At a high level, I'm trying to figure out how to run a nested for loop. I'm essentially trying to iterate through columns and rows, and perform a computational check to make sure outcomes match a specified requirement - if so, they loop to the next row, if not, they are kicked out and the loop moves onto the next user.
Specifically, I want to perform a T-Test between a control/treatment group of users, and make sure the result is less than a pre-determined value.
Example:
I have my table of values - "DF" - there are 7 columns. The user_id column specifies the user's unique identifier. The user_type column is a binary classifier, users can be of either T (treatment) or C (control) types.
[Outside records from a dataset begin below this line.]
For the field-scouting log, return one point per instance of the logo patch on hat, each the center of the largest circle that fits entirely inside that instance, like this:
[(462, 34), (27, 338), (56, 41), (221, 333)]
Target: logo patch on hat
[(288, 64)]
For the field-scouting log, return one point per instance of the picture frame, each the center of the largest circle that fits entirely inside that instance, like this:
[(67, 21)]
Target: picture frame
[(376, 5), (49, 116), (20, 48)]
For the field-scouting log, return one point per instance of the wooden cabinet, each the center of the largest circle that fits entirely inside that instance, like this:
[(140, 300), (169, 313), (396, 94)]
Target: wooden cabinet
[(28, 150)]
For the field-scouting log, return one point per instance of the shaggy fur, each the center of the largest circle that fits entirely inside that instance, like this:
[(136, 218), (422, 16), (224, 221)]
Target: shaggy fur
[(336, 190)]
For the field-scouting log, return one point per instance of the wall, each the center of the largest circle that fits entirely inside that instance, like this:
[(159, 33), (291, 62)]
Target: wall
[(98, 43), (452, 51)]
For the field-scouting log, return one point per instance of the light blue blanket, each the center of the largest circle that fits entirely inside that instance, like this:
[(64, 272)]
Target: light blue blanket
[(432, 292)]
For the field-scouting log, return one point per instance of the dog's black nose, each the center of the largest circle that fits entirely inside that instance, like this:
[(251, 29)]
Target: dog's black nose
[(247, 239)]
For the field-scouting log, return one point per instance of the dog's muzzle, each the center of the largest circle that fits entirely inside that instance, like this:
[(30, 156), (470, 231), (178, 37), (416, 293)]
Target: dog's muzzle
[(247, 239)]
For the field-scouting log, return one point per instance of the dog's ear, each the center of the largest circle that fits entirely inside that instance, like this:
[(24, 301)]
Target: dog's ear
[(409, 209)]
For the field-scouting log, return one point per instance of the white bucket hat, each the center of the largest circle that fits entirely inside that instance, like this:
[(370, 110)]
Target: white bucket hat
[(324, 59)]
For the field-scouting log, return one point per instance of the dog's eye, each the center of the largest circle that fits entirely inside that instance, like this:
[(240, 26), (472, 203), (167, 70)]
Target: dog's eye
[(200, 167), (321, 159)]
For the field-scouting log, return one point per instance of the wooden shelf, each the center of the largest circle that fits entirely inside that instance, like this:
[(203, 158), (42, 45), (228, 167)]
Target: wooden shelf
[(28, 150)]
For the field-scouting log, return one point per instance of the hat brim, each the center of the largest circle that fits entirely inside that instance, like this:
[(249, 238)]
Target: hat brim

The 3 "hour" columns are dummy number columns, values that I'll perform computation on. The mon column is the month, and tval is the number that the computation will have to be less than to be accepted.
In this case, the month is all January data. Each month can have a different tval.
DF
| user_id | user_type | hour1 | hour2 | hour3 | mon | tval |
|---------|-----------|-------|-------|-------|-----|------|
| 4 | T | 1 | 10 | 100 | 1 | 2.08 |
| 5 | C | 2 | 20 | 200 | 1 | 2.08 |
| 6 | C | 3 | 30 | 300 | 1 | 2.08 |
| 7 | T | 4 | 40 | 400 | 1 | 2.08 |
| 8 | T | 5 | 50 | 500 | 1 | 2.08 |
My goal is to iterate through each T user - and for each, loop through each C user. For each "Pair", I want to perform computation (t-test) between their hour 1 values. If the value is less than the tval, move to hour2 values, etc. If not, it gets kicked out and the loop moves to the next C user without completing that C user's loop. If it passes all value checks, the user_ids of each would be appended to a list or something external.
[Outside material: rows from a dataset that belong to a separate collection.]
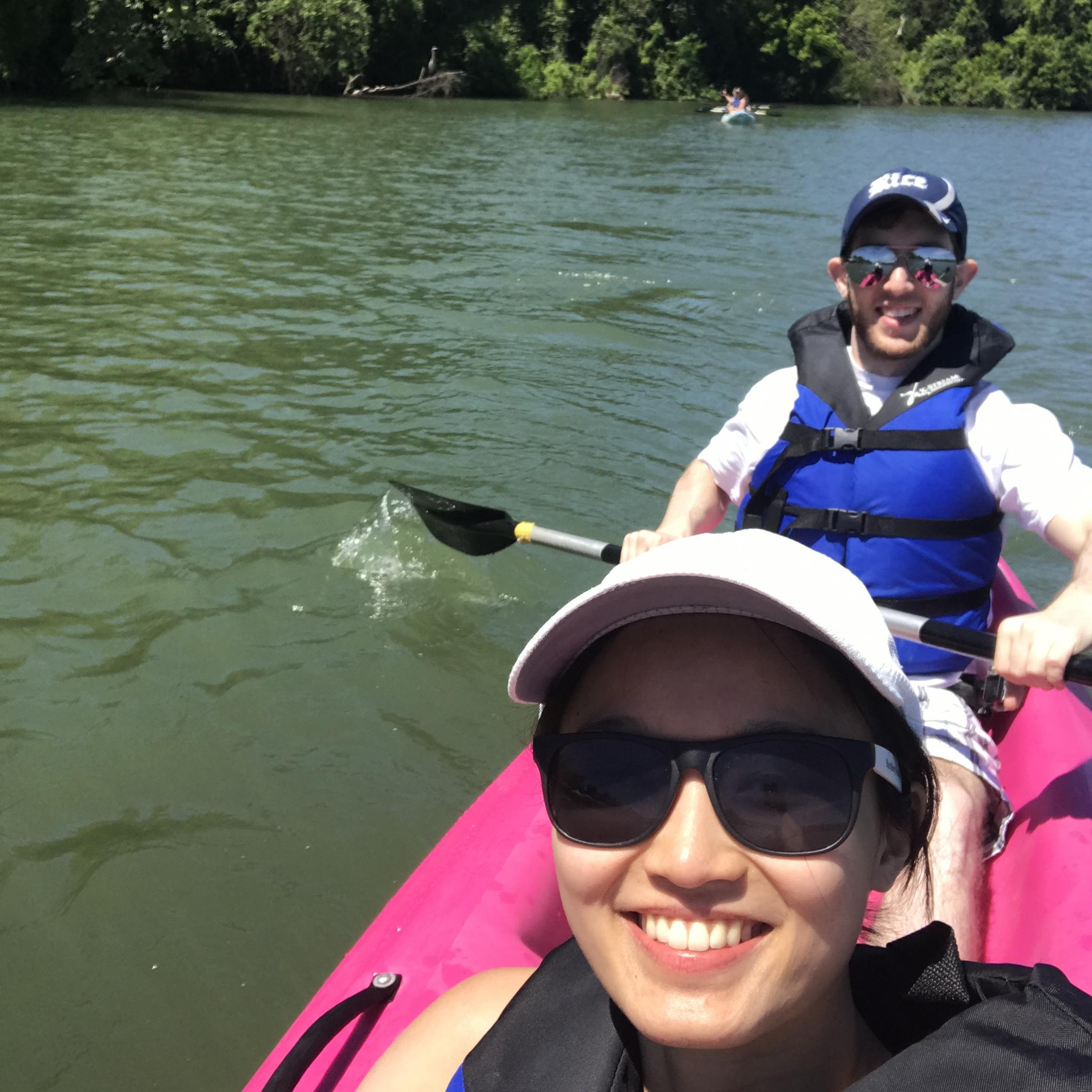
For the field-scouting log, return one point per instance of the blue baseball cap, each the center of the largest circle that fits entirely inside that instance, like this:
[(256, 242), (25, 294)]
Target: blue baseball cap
[(934, 193)]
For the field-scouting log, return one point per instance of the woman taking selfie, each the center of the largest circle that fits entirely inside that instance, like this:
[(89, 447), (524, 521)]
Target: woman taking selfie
[(732, 763)]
The output would hopefully look like a table of pairs. The T user and C user that have successfully iterated through all hour columns, and the month that passed (as each set of users have data for all 12 months).
Output:
| t_userid | c_userid | month |
|--------- |-----------|-------|
| 4 | 5 | 1 |
| 8 | 6 | 1 |
To sum it all up:
For each T user:
For each C user:
If t-test on t.hour1 and c.hour1 is less than X number (passing test):
move to next hour (hour2) and repeat
If all hours pass, add pair (T user_id, c_user_id) to separate list/series/df,etc
else: skip following hours and move to next C user.
I'm wondering if my data format is also incorrect. Would this be easier if I unpivoted my hourly data and iterated over each row? Any help is greatly appreciated. Thanks, and let me know if any clarification is necessary.
EDIT:
So far I've split the data between Treat and Control groups, and calculated average and standard deviation for a users monthly data (which is normally broken down by day) and added them as columns, hour1_avg and hour1_stdev. I've attempted another for loop, but am getting a ValueError.
ValueError: The truth value of a Series is ambiguous. Use a.empty, a.bool(), a.item(), a.any() or a.all().
I know this is due to the fact that I cant compare a pandas Series to a float, int, str, etc. I will make another post addressing this question.
Here's what I have so far:
for i in treatment.user_id:
for i in control.user_id:
if np.absolute((treatment['hour1_avg'] - control['hour1_avg'])/np.sqrt((treatment['hour1_stdev']**2/31)+(control['hour1_stdev']**2/31))) > treatment.tval:
"End loop, move to next control user"
else:
"copy paste if statement above, but for hour2, etc etc"
Split the dataframe into control and treatment groups
Make join of the resulting dataframes on a constant field (will create all pairs)
Use a combination of apply and any to make the decision
Filter out the join using the decision vector
Code to illustrate the idea:
# assuming the input is in df
control = df[df['user_type'] == 'C']
treatment = df[df['user_type'] == 'T']
# part 2: pairs will be created month-wise.
# If you want all vs all, create a temp field, e.g.: control['_temp'] = 1
pairs = treatment.merge(control, left_on='mon', right_on='mon')
# part 3
def test(row):
# all will stop executing at the first False
return all(
row['hours_%d_x' % i] - row['hours_%d_y' % i] < row['t_val']
for i in range())
# all_less is a series of bool
all_less = pairs.apply(test, axis=1)
# part 4
output = pairs.loc[all_less, ['user_id_x', 'user_id_y', 'mon']].rename(
columns={'user_id_x': 't_user_id', 'user_id_y': 'c_user_id'})